Google Chrome 94 is out and with the browser comes a new controversial feature: the Idle Detection API. As the name suggests, it can be implemented by sites to find out if a user is idle. Idle meaning that the user has not interacted with the device or specific hardware, such as the keyboard or the mouse, or through certain system events, such as the launching of a screensaver or locked status.
Example use cases include using the API to know if contacts in chat or on social networking sites are reachable at the time, automatic restarting of kiosk applications if no user interaction is noticed for a period, or "apps that require expensive calculations" that limit these to moments with user interaction. The latest iteration of the API requires explicit permission from the user before sites can utilize it.
Google implemented the functionality in Chrome 94, which the company released this week. Mozilla and Apple object to the integration of the Idle Detection API, and won't implement it in Firefox and Safari.
Mozilla has "user-surveillance and user-control concerns" about the API, as it "can be used for monitoring a user's usage patterns, and manipulating them accordingly".
As it is currently specified, I consider the Idle Detection API too tempting of an opportunity for surveillance capitalism motivated websites to invade an aspect of the user’s physical privacy, keep longterm records of physical user behaviors, discerning daily rhythms (e.g. lunchtime), and using that for proactive psychological manipulation (e.g. hunger, emotion, choice [1][2][3]). In addition, such coarse patterns could be used by websites to surreptiously max-out local compute resources for proof-of-work computations, wasting electricity (cost to user, increasing carbon footprint) without the user’s consent or perhaps even awareness.
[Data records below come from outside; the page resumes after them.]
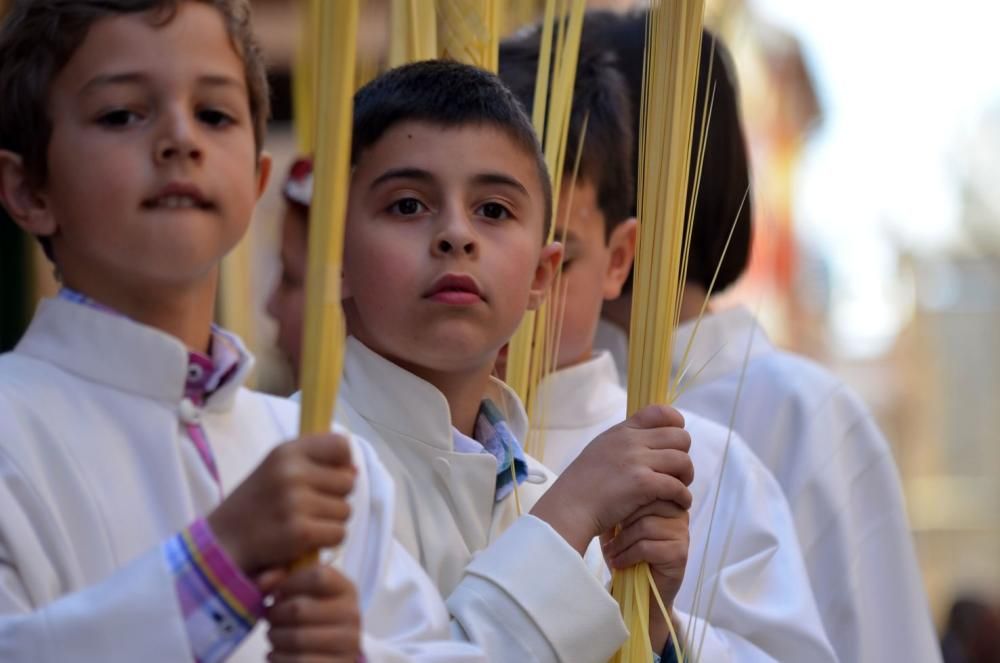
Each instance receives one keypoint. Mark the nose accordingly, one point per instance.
(178, 140)
(273, 308)
(455, 235)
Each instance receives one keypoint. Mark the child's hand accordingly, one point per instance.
(314, 617)
(637, 463)
(657, 534)
(294, 503)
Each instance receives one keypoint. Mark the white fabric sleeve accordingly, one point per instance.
(131, 616)
(531, 597)
(403, 615)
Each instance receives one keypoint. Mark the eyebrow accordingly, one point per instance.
(570, 236)
(139, 78)
(422, 175)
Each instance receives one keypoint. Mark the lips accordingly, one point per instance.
(178, 195)
(455, 290)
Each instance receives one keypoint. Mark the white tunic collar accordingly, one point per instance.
(120, 353)
(582, 395)
(720, 344)
(398, 400)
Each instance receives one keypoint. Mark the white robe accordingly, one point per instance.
(762, 609)
(97, 471)
(837, 471)
(514, 586)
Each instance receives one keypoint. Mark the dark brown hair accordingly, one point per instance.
(447, 94)
(725, 176)
(601, 99)
(39, 37)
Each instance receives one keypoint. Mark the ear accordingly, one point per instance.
(621, 251)
(545, 272)
(27, 207)
(264, 164)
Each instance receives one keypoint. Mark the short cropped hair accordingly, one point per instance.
(447, 94)
(725, 177)
(39, 37)
(601, 100)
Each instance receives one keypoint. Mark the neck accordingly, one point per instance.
(463, 390)
(184, 312)
(692, 301)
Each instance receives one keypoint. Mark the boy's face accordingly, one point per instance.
(443, 250)
(152, 167)
(287, 301)
(594, 270)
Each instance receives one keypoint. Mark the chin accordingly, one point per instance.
(455, 355)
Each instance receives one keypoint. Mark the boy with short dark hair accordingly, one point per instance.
(133, 525)
(444, 251)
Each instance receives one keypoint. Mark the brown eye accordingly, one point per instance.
(215, 118)
(494, 211)
(118, 118)
(407, 207)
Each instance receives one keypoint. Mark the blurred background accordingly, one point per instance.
(874, 128)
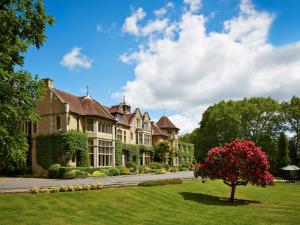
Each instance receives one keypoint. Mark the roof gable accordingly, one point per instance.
(165, 122)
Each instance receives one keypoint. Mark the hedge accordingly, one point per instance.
(133, 151)
(61, 147)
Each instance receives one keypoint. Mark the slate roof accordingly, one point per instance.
(83, 105)
(158, 132)
(165, 122)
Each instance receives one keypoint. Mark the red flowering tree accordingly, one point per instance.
(237, 163)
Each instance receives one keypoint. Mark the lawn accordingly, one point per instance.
(189, 203)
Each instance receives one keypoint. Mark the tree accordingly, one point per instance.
(162, 150)
(22, 23)
(292, 115)
(237, 163)
(283, 151)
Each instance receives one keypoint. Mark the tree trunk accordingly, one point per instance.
(232, 192)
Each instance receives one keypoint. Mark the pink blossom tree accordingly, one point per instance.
(237, 163)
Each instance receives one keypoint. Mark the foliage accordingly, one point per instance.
(90, 170)
(237, 163)
(113, 171)
(292, 116)
(98, 174)
(123, 170)
(22, 24)
(162, 151)
(160, 182)
(283, 147)
(35, 190)
(53, 171)
(155, 165)
(118, 152)
(75, 174)
(61, 147)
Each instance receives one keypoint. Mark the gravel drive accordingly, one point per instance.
(13, 185)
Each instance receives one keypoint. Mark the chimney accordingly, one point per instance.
(48, 82)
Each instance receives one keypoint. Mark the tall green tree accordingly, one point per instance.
(292, 115)
(283, 151)
(23, 23)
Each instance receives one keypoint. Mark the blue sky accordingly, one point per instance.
(98, 30)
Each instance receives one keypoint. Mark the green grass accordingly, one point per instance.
(189, 203)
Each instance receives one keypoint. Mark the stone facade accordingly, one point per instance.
(61, 111)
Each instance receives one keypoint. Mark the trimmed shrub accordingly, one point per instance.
(98, 174)
(53, 171)
(155, 165)
(174, 169)
(86, 187)
(129, 164)
(100, 185)
(45, 190)
(124, 170)
(160, 182)
(75, 174)
(35, 190)
(54, 189)
(113, 171)
(90, 170)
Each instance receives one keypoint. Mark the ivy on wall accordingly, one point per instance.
(61, 147)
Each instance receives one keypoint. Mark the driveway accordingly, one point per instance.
(14, 185)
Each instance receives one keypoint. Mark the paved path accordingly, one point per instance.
(11, 185)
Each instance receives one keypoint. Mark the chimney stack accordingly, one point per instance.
(48, 82)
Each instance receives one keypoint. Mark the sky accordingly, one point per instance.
(171, 57)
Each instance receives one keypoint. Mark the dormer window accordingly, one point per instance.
(119, 117)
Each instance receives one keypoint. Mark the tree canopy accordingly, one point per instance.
(23, 23)
(237, 163)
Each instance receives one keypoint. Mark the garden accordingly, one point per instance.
(191, 202)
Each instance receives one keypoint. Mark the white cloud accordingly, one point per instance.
(193, 5)
(98, 28)
(157, 25)
(162, 11)
(75, 59)
(193, 68)
(131, 23)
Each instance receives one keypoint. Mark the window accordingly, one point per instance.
(147, 139)
(35, 128)
(90, 126)
(58, 125)
(119, 135)
(125, 136)
(91, 152)
(104, 128)
(140, 139)
(147, 158)
(105, 153)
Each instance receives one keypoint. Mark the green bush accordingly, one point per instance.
(173, 169)
(124, 170)
(75, 174)
(113, 171)
(90, 170)
(130, 164)
(50, 148)
(160, 182)
(53, 171)
(155, 165)
(54, 189)
(35, 190)
(98, 174)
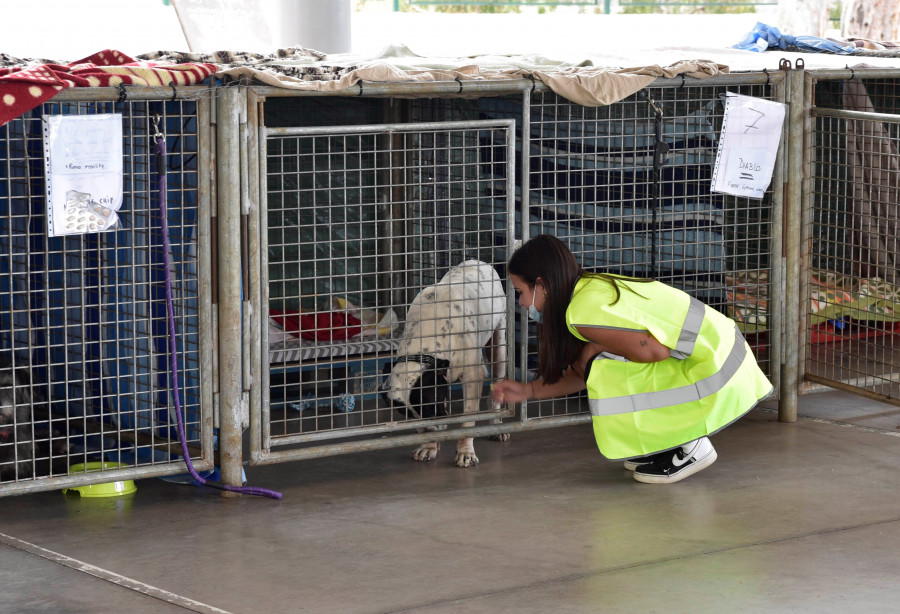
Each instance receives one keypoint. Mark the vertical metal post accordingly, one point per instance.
(806, 207)
(787, 407)
(255, 250)
(525, 174)
(205, 288)
(228, 179)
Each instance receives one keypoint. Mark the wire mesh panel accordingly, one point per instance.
(84, 378)
(385, 306)
(599, 180)
(853, 285)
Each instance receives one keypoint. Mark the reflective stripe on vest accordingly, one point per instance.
(676, 396)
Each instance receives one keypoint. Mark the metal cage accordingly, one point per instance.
(358, 215)
(85, 370)
(851, 296)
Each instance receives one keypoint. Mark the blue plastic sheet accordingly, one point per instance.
(763, 37)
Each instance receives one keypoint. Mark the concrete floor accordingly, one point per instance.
(801, 517)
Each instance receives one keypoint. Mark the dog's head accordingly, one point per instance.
(417, 386)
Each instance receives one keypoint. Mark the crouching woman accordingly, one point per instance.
(663, 371)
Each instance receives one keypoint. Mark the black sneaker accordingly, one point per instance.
(678, 464)
(633, 463)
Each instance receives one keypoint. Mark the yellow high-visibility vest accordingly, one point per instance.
(710, 379)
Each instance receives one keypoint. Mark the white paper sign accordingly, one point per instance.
(83, 164)
(748, 146)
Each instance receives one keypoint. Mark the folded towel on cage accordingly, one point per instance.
(25, 84)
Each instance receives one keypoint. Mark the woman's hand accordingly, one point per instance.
(587, 354)
(511, 391)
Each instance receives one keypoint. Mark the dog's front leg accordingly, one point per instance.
(465, 448)
(428, 451)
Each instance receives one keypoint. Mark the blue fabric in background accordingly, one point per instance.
(763, 37)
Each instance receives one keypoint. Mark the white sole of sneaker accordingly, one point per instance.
(688, 471)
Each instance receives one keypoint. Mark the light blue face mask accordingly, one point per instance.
(533, 313)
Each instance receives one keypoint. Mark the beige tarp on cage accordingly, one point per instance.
(303, 69)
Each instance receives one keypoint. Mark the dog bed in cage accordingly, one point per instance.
(349, 341)
(840, 306)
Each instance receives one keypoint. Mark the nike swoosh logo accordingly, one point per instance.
(678, 462)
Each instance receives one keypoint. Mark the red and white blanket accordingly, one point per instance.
(23, 87)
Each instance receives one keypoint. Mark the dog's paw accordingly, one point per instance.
(466, 459)
(426, 452)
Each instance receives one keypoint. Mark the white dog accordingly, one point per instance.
(447, 328)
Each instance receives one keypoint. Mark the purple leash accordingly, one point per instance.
(170, 315)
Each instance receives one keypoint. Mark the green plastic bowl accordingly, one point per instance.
(106, 489)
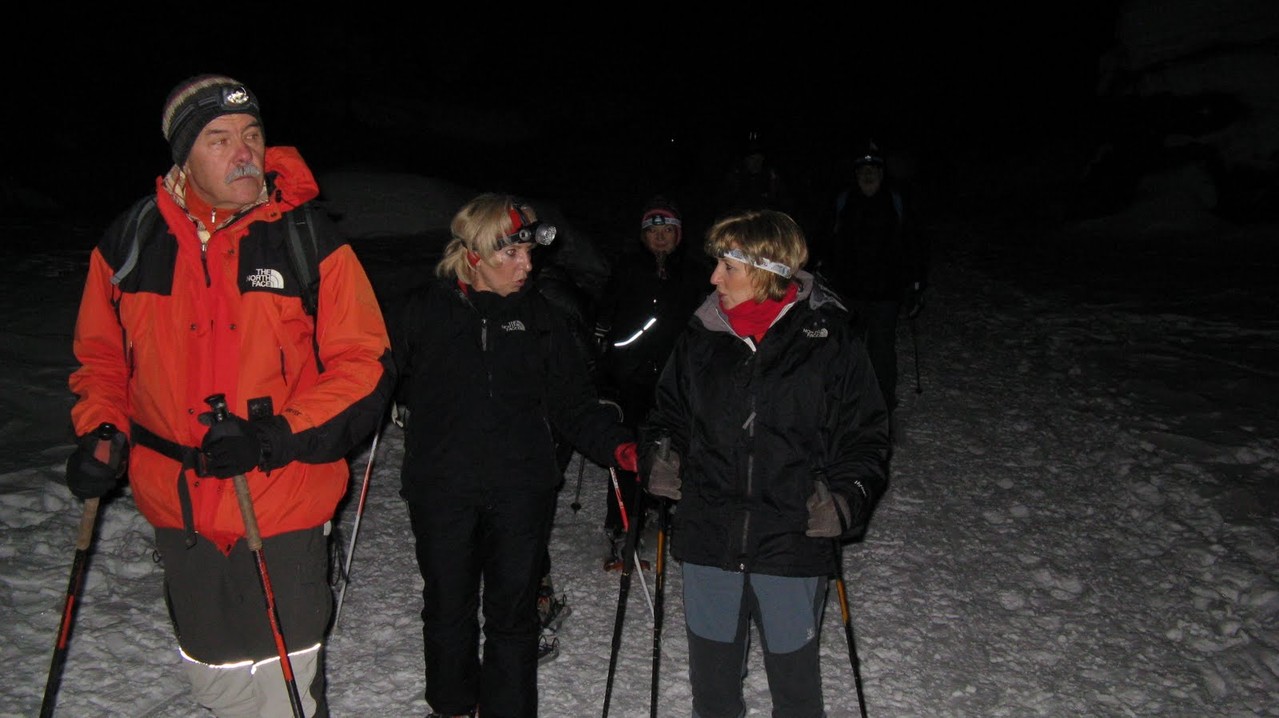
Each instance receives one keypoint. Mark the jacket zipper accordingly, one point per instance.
(750, 474)
(484, 348)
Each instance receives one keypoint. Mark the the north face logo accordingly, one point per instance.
(266, 279)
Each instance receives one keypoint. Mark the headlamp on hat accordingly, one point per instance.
(759, 263)
(525, 231)
(659, 220)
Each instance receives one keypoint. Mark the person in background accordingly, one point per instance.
(654, 289)
(878, 261)
(753, 181)
(778, 451)
(489, 369)
(212, 307)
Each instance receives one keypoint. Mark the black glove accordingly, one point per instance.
(659, 469)
(830, 516)
(915, 300)
(97, 462)
(230, 446)
(600, 335)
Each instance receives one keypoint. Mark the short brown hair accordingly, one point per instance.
(764, 236)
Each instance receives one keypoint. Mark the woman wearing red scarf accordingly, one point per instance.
(779, 451)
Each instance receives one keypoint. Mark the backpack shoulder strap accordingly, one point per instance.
(305, 259)
(305, 256)
(137, 228)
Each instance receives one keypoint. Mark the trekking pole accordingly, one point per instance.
(253, 538)
(577, 495)
(848, 626)
(659, 603)
(628, 565)
(915, 339)
(83, 539)
(354, 529)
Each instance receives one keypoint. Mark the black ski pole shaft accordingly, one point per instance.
(848, 626)
(659, 603)
(915, 339)
(659, 585)
(577, 495)
(628, 565)
(253, 538)
(83, 539)
(354, 529)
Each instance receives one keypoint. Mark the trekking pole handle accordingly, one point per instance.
(664, 448)
(252, 536)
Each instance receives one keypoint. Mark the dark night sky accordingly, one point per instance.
(814, 85)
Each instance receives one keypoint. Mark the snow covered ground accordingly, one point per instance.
(1082, 518)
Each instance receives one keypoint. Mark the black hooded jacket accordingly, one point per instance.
(485, 379)
(875, 251)
(755, 426)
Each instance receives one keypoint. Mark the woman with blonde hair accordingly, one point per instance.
(487, 370)
(778, 451)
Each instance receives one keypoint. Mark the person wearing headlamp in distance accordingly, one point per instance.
(654, 288)
(489, 369)
(770, 431)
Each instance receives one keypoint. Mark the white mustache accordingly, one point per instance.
(241, 172)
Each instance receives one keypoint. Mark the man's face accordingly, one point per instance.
(225, 163)
(869, 178)
(734, 282)
(661, 238)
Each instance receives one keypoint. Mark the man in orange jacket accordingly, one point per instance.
(205, 301)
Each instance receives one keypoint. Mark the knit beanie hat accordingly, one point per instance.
(196, 101)
(659, 211)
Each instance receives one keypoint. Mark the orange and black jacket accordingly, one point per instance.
(191, 321)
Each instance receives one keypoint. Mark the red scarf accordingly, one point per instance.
(752, 319)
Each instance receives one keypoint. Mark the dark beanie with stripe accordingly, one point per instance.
(195, 101)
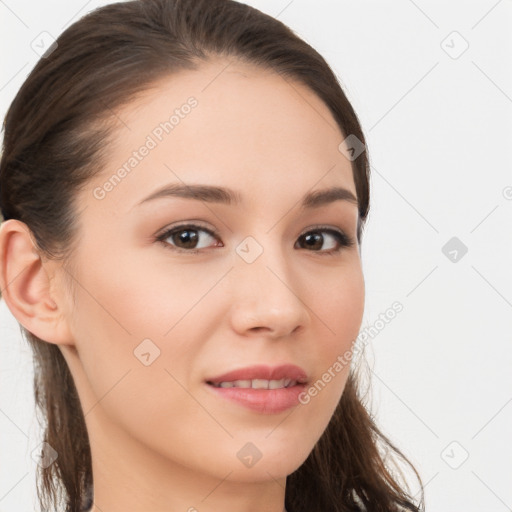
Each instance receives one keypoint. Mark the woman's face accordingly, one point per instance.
(263, 278)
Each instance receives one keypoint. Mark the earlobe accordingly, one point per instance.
(26, 285)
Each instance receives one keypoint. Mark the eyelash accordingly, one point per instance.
(345, 241)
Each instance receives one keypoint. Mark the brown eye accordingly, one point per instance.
(324, 240)
(188, 238)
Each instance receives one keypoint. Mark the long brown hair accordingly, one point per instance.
(55, 134)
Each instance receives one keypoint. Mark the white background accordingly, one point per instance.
(439, 129)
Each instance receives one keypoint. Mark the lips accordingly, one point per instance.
(262, 372)
(263, 389)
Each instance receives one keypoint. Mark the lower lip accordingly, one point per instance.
(264, 401)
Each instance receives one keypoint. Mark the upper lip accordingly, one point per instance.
(285, 371)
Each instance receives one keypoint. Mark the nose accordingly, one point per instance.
(266, 298)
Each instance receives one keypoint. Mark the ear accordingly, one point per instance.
(25, 282)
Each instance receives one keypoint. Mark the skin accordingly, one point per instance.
(160, 439)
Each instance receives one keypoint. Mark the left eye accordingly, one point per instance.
(334, 239)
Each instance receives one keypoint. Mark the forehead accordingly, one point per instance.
(227, 122)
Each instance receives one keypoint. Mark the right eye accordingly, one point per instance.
(188, 238)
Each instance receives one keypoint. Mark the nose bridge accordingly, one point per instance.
(265, 291)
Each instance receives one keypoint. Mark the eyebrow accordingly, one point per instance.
(214, 194)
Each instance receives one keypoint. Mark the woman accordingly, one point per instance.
(184, 187)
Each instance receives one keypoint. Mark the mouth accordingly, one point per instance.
(255, 384)
(264, 389)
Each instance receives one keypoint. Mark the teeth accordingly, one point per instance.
(258, 384)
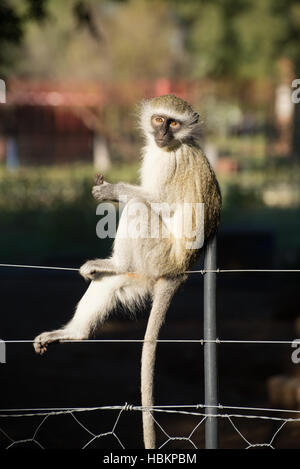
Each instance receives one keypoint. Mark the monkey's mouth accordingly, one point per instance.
(163, 142)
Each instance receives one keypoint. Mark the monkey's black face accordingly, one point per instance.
(165, 129)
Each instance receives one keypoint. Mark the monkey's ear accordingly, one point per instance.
(196, 118)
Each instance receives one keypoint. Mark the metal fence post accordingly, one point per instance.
(210, 348)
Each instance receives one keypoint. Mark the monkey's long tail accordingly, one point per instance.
(164, 290)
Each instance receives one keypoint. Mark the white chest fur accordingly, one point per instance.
(156, 169)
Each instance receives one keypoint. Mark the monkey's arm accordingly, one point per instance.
(116, 192)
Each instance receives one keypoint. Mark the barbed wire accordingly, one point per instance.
(165, 409)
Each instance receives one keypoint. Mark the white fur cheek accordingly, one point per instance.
(181, 134)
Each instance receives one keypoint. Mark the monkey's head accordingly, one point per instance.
(169, 120)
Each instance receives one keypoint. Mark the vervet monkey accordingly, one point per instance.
(175, 172)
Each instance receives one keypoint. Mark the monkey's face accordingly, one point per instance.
(164, 129)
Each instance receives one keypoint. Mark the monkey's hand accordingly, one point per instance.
(104, 192)
(42, 341)
(90, 270)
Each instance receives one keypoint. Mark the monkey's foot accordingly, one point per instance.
(101, 191)
(42, 341)
(89, 270)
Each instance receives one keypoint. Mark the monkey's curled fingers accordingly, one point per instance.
(103, 191)
(99, 179)
(42, 341)
(89, 270)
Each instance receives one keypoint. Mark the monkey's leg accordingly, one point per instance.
(164, 290)
(93, 308)
(91, 269)
(115, 192)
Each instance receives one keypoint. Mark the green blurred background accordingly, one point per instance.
(74, 71)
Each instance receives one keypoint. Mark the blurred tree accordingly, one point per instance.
(108, 40)
(14, 16)
(242, 39)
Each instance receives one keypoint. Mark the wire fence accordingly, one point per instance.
(166, 438)
(207, 414)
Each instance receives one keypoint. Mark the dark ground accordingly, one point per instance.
(261, 306)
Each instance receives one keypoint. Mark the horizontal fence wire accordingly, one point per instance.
(164, 341)
(201, 271)
(186, 410)
(225, 411)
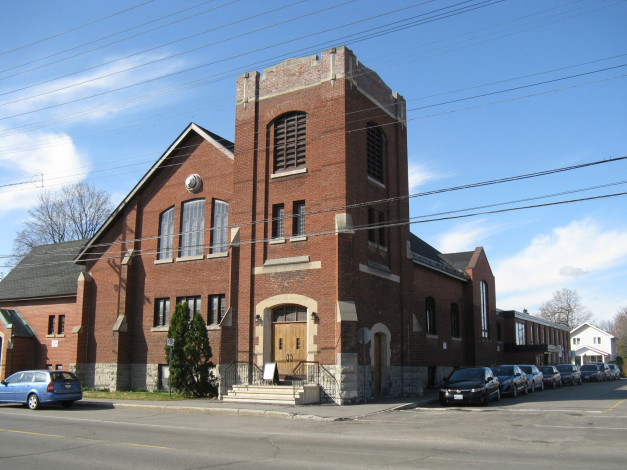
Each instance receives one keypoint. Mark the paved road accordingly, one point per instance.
(576, 427)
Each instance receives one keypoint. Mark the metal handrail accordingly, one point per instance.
(307, 372)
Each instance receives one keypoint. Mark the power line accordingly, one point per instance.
(105, 37)
(75, 28)
(394, 199)
(395, 224)
(189, 69)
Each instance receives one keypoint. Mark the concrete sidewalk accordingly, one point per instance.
(320, 412)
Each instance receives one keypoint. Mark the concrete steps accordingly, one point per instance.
(273, 394)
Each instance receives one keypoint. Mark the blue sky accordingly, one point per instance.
(96, 91)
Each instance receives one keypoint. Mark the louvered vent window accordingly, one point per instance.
(289, 141)
(375, 152)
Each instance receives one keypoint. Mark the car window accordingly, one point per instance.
(467, 374)
(62, 376)
(14, 378)
(40, 377)
(503, 370)
(27, 377)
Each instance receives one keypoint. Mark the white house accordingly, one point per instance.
(591, 344)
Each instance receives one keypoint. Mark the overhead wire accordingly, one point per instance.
(61, 33)
(348, 207)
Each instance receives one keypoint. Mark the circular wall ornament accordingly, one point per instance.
(193, 183)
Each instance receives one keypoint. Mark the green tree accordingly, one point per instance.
(191, 354)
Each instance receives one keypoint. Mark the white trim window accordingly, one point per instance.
(217, 304)
(192, 228)
(485, 323)
(166, 234)
(162, 312)
(219, 231)
(298, 229)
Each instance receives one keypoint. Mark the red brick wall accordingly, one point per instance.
(37, 352)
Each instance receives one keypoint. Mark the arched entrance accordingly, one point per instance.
(379, 356)
(289, 337)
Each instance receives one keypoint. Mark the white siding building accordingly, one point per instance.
(591, 344)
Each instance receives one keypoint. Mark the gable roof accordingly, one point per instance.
(460, 260)
(426, 255)
(46, 271)
(12, 319)
(224, 145)
(589, 325)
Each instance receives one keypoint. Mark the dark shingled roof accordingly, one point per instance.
(459, 260)
(426, 254)
(47, 271)
(221, 140)
(12, 319)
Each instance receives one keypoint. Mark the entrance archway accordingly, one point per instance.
(289, 337)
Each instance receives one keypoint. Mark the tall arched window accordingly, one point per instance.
(375, 149)
(166, 233)
(455, 333)
(193, 228)
(430, 315)
(290, 135)
(485, 309)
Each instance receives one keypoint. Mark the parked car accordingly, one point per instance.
(551, 376)
(36, 387)
(605, 370)
(590, 372)
(470, 385)
(615, 371)
(511, 379)
(534, 377)
(570, 373)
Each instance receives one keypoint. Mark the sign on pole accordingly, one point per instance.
(170, 343)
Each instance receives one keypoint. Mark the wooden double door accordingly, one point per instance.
(289, 346)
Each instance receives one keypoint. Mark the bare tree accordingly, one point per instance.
(73, 213)
(565, 308)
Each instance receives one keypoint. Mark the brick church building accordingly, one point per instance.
(287, 241)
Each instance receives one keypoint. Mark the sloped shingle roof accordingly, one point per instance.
(12, 319)
(429, 256)
(47, 271)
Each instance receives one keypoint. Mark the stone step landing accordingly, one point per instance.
(273, 394)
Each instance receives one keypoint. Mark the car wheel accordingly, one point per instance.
(32, 401)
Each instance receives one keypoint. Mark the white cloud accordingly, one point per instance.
(465, 236)
(578, 256)
(36, 157)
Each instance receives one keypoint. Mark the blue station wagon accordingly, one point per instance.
(35, 387)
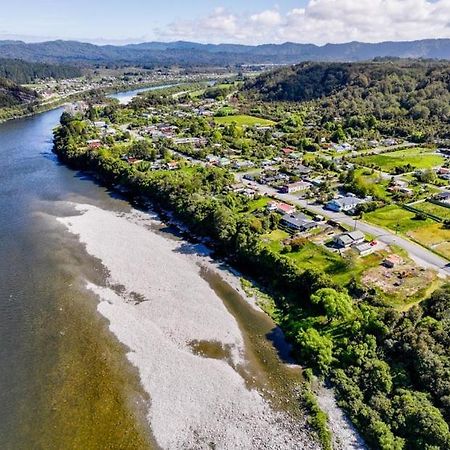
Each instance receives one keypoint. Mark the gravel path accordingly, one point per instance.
(157, 304)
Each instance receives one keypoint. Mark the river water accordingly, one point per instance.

Mozilla published a formal rejection to the proposal. In it, the organization proposes to drop requests that only one implementer has shown interest in, stating that the situation could risk evolving into a "single-implementation spec".
We request that specs be dropped that have shown interest from only one implementer, otherwise we are at risk of a single-implementation spec, which will only ever serve as documentation (i.e. not an actual open standard), as we know that monoculture based standards end-up becoming de facto, based on the one specific implementation’s details, bugs, interpretations, and not what is written in a specification.
Apple published its official response on the Webkit mailing list. The company's WebKit team does not see "strong enough" use cases for implementing the API.
I'm going to stop responding to this thread at this point because none of the use cases presented either here or elsewhere are compelling, and none of the privacy or security mitigations you've presented here and I found elsewhere are adequate. However, not responding to this thread or future thread about this topic does not mean we'd reconsider our position. Unless a significant new development is being made in either one of the issues we've raised, our position will remain to object to the addition of this API unless otherwise stated regardless of whether we continue to say so in public or not.
Chromium-based browsers will support the new API eventually, unless it is removed manually by the development team or disabled.